La Cassazione ha annullato, con rinvio ad un’altra sezione, la sentenza della Corte di Appello di Palermo a carico dell’avvocatessa agrigentina Francesca Picone, e della sorella Concetta, consulente di un patronato, inizialmente finite a processo per estorsione e tentata estorsione a carico dei familiari di alcuni clienti disabili dello studio legale. Secondo i giudici non fu né estorsione, né tentata estorsione, e il reato è stato riqualificato in quello di esercizio arbitrario delle proprie ragioni con violenza o minaccia.
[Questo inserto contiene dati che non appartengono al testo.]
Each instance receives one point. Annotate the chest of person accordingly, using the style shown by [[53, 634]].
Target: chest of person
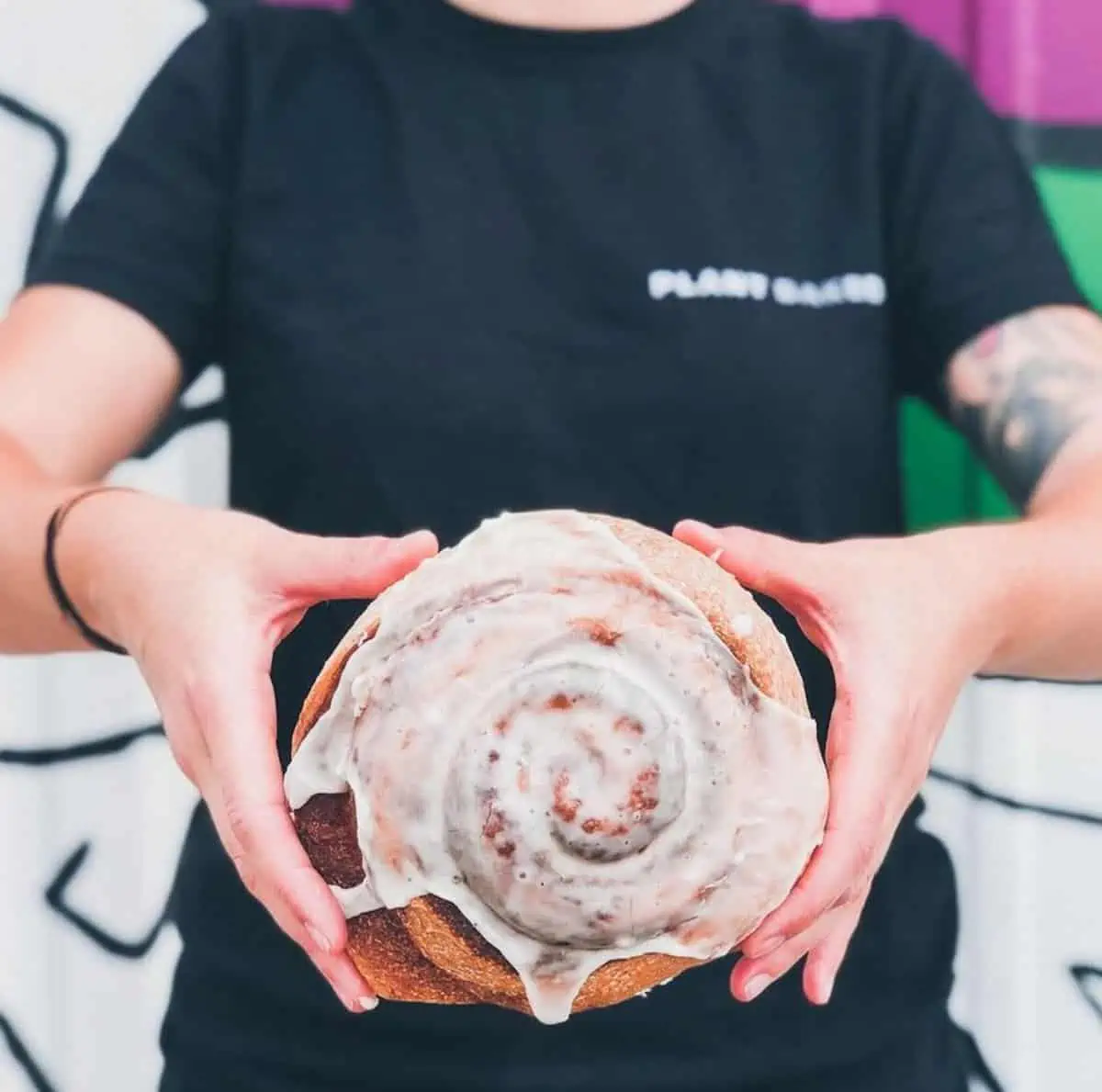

Quest’ultimo reato, tuttavia, è prescritto. Il processo di appello “bis”, quindi, sarà celebrato solo per gli effetti civili. Qualora le due imputate dovessero essere riconosciute colpevoli, al massimo potranno pagare un risarcimento dei danni.
Secondo l’accusa l’avvocatessa avrebbe “estorto o tentato di estorcere denaro alla madre di tre figli disabili, e a un nucleo familiare di un vedente”. Il giudice dell’udienza preliminare del Tribunale di Agrigento, Alfonso Malato, in primo grado, ha inflitto 4 anni all’avvocatessa, e 1 anno e 8 mesi alla sorella. I difensori – gli avvocati Angelo Farruggia, Annalisa Russello, Fabrizio Siracusano e Valerio Spigarelli – hanno impugnato il verdetto, poi quasi del tutto ribaltato in secondo grafo.
I giudici d’appello avevano confermato solo i risarcimenti alle presunte vittime dimezzando, però, le provvisionali ovvero l’anticipo subito esecutivo da 10.000 a 5.000 euro.